If the value Flag is used in <Section> then one of the Boolean operators (And, Or) can be used in the <Type> section. They will use this operator and the new <Text> section value to modify the Flag variable. For example, in one <Filter> section you could set Flag to True if certain text is found. In the next <Filter> section you could search for different text and update the Flag variable using the value 'And' or 'Or' in the <Type> section, depending if you want the new Flag variable's value to signify if BOTH the first text searched for AND the second text searched for were found, or if EITHER the first text searched for OR the second text searched for was found. See Example 3 in the ‘Complete Script Examples’ section of PageGate’s documentation:
https://www.notepage.net/manuals/pg/v8/server/html/index.html
 
If <Type> is set to Literal, the filter will expect a literal text value in the <Text> section and won’t expect any RegEx expressions.

The <Scope> section tells the filter how much data to replace if a match is found.

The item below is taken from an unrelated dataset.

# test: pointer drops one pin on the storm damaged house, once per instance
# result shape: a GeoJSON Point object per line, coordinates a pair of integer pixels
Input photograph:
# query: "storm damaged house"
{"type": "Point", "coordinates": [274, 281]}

It can be set to a value of either Match or Section.

If <Scope> is set to Match, only the text found in the <Search> section will be replaced
If <Scope> is set to Section, then all the text in the data specified by <Section> will be replaced

For example, you could search for the text ‘Fire Department’ and then set <Section> to Recipient and <Scope> to Section, to tell the script to replace the recipient section with the new text, effectively telling the script: So, if you find this text in the body, change the recipient to the value specified.

The <All> section tells the script whether it should replace all matches found or just the first match found, and can be set to True or False.

For example, if you’re searching for the word ‘pills’ and that word appears multiple times in the data, if <All> is set to True, the replacement will happen for all instances of the word ‘pills’. If <All> is set to False, the replacement will happen only for the first instance of the word ‘pills’.

The <Text> section, of course, controls the text used to make the replacement, and the type of information you can use in this section is controlled by the <Type> section.

As an example for the <Text> section, you could enter the text ‘Fire Department’ in the <Text> section if you wanted the filter to replace the text found in the Search with that literal sequence of alphanumeric characters. 
This section supports the following variables:
%Recipient% - the current value for Recipient
%Sender% - the current value for Sender
%Message% - the current value for Message
%All% - the current value for All of the text
%Temp% - the current value for anything written to the Temp variable
\ASCIIVALUE – This character is used when you want to represent a character as represented by its Ascii Decimal value. For example, since the filter directly references the character ~ in its function, if you want to use the ~ character in your text, you'll need to represent it with its ASCII value, \126. All ASCII values must be three digits long, so for a value of 13 you would use \013

For examples of how to construct Replace statements, have a look at the ‘Filter Statement Examples’ as well as examples 1 through 6 in the ‘Complete Script Examples’ in PageGate’s documentation:
https://www.notepage.net/manuals/pg/v8/server/html/index.html

Our last two sections are Continue and Abort.

The Continue section tells the script whether or not you want the script to continue to the next action if it finds a match and can be set to a value of True or False.

Abort can be set to True or False and tells the script to abort its processes if no match is found.

So, to go through a brief overview of everything we’ve just covered, to build a filter script, you’ll need to:
1)   Declare the file or files the filter needs to look for (optional).
2)   Declare the file naming convention for the files the filter will output (optional).
3)   Build a filter statement that tells the filter what to search for within the files and then what to do with the data it just found, before it outputs the modified content for GetASCII to process.

This concludes the video tutorial on how to build a filter script.